San Diego, CAEight months ago, a woman (we’ll call her “Susan”) was a healthy young mother looking forward to going on vacation. She believed she had a bladder infection and was anxious to see it cleared up before she headed south for a warm and sunny vacation.
Her doctor listened to her list of symptoms and wrote a prescription for Ciprofloxacin. It’s a potent and commonly prescribed antibiotic. It belongs to the fluoroquinolones family of antibiotics that also includes familiar names like Levaquin (levofloxacin) and Avelox (moxifloxacin). They are most often prescribed for urinary tract infections or respiratory infections.
“The prescription was for five 1000 mg pills. You should have seen the size of the pills.

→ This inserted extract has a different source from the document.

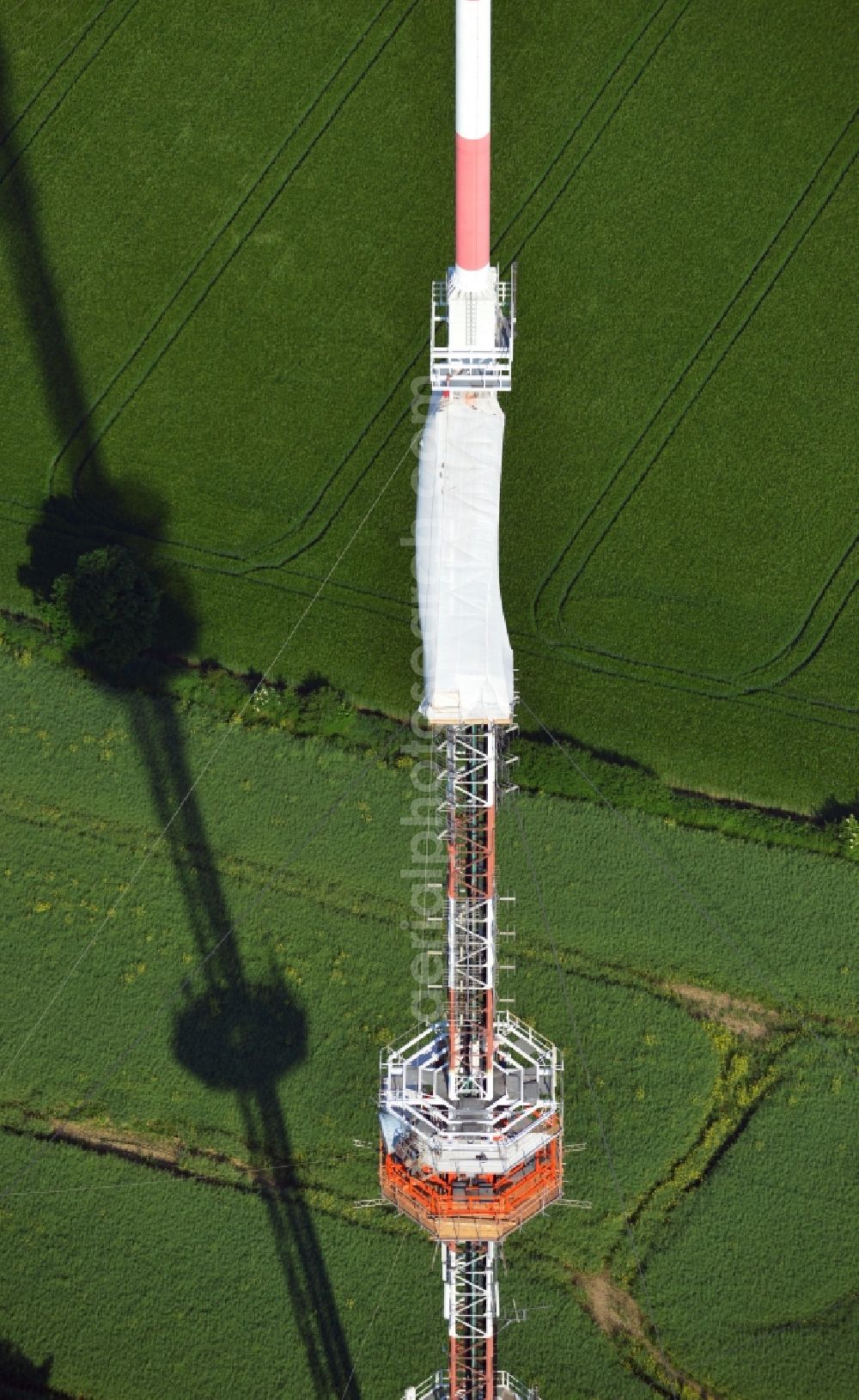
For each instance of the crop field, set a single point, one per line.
(192, 1228)
(215, 287)
(217, 230)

They were huge,” says Susan.
The trip down went just fine and the infection cleared up. However, within about 10 days after the prescription was done and she was back home, she began to experience some peculiar symptoms. “It started with a tingling and itching in the arches of my feet. I felt like I was in a brain fog, just kind of feeling stupid and not normal. And then I started feeling like I was being bitten by spiders. I would just rip my pants off because I thought I was being bitten.”
“I had no idea I was having a reaction to the Cipro. And then things just went full-on crazy,” she says.
“I had prickles, I could feel the muscles twitching in my legs, and I couldn’t breathe. My ankles and wrists were burning.
“I had wringing ears, I had diarrhea for about six months,” she adds.
The symptoms the young mom describes are the kind of adverse reactions reported by thousands of people after taking Cipro, Levaquin and/or Avelox. These are considered to be among the most powerful antibiotics currently available.
According to a study, to be published in the September 15, 2014 edition of the American Academy of Neurology (Neurology 2014; 83:1-3), the risk of peripheral neuropathy (tingling, buzzing, prickly sensations in the extremities) is significantly elevated with the use of oral fluoroquinolones.
“What we can say is that it is doubles the risk. Generally speaking, this is still a rare event, but in terms of the relative risk, it doubles the risk between users and non-users,” says the study’s lead author Dr. Mahyar Etminan, PharmD, from the University of British Columbia, Canada.
It took months for Susan to begin to understand that her symptoms were consistent with an adverse reaction to Ciprofloxacin.
“I should have gone to the hospital,” she says, “but I went back to the doctor and told her what was happening.”
Eventually, Susan turned to the Internet and began to make the connection. She found there were lots of other people out there with similar stories. They call themselves “floxies” - and refer to their reactions as “being floxed.”
Her story was classic. The symptoms often begin within a few days of ending the course of antibiotics. And the tingling, feelings of numbness in the hands and feet, or peripheral neuropathy, have been listed by the FDA since 2004 as potential side effects to fluoroquinolones.
In 2008, the FDA began requiring manufacturers to apply a black box warning label to fluoroquinolones alerting patients to the risk of tendon damage and rupture.
Unfortunately, for the young mother, her life has changed dramatically since last February and that prescription for Cipro. She has been unable to work, often spends days in bed and struggles to cope with daily life. She’s been in touch with a lawyer and is in the process of considering her legal options.